Phosphoinositide Kinases Play Key Roles in Norepinephrine- and Angiotensin II-induced Increase in Phosphatidylinositol-4,5-Bisphosphate and Modulation of Cardiac Function [Lipids]

January 21st, 2014 by Xu, J.-X., Si, M., Zhang, H.-R., Chen, X.-J., Zhang, X.-D., Wang, C., Du, X.-N., Zhang, H.-L.

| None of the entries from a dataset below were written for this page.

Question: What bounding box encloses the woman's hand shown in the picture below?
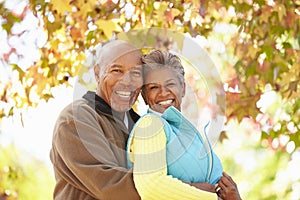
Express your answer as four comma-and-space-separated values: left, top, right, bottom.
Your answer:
191, 183, 217, 193
182, 181, 217, 193
216, 172, 241, 200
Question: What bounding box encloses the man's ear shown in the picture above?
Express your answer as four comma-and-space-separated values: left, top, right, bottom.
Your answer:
141, 88, 148, 105
94, 65, 100, 83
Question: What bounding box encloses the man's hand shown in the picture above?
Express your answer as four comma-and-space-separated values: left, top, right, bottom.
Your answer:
216, 172, 241, 200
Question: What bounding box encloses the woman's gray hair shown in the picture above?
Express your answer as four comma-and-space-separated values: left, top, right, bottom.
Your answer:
142, 50, 184, 84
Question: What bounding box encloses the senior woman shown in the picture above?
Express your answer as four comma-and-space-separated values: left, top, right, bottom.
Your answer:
127, 50, 240, 200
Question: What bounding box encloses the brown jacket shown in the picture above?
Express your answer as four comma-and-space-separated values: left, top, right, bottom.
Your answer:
50, 92, 140, 200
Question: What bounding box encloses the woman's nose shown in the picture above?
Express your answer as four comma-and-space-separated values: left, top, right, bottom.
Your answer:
160, 86, 170, 96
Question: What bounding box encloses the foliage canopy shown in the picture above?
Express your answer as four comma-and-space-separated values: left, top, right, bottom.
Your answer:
0, 0, 300, 150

The seemly paradoxical Gq agonist-stimulated phosphoinositide production has long been known but the underlying mechanism and its physiological significance are not known. In this study, we studied cardiac phosphoinositide levels in both cells and whole animals under the stimulation of norepinephrine (NE), angiotensin II (Ang II), and other physiologically relevant interventions. The results demonstrated that activation of membrane receptors related to NE or Ang II caused an initial increase and a later fall in phosphatidylinositol-4,5-bisphosphate (PIP2) levels in the primary cultured cardiomyocytes from adult rats. The possible mechanism underlying this increase in PIP2 was found to be through an enhanced activity of phosphatidylinositol 4-kinase IIIβ (PI4KIIIβ), which was mediated by an upregulated interaction between PI4KIIIβ and PKC; the increased activity of phosphatidylinositol 4-phosphate 5-kinase γ was also involved for NE-induced increase of PIP2. When the systolic functions of the NE/Ang II-treated cells were measured, a maintained or failed contractility was found to be correlated with a rise or fall in corresponding PIP2 levels. In two animal models of cardiac hypertrophy, PIP2 levels were significantly reduced in hypertrophic hearts induced by isoprenaline but not in those induced by swimming exercise. This study describes a novel mechanism for phosphoinositide metabolism and modulation of cardiac function.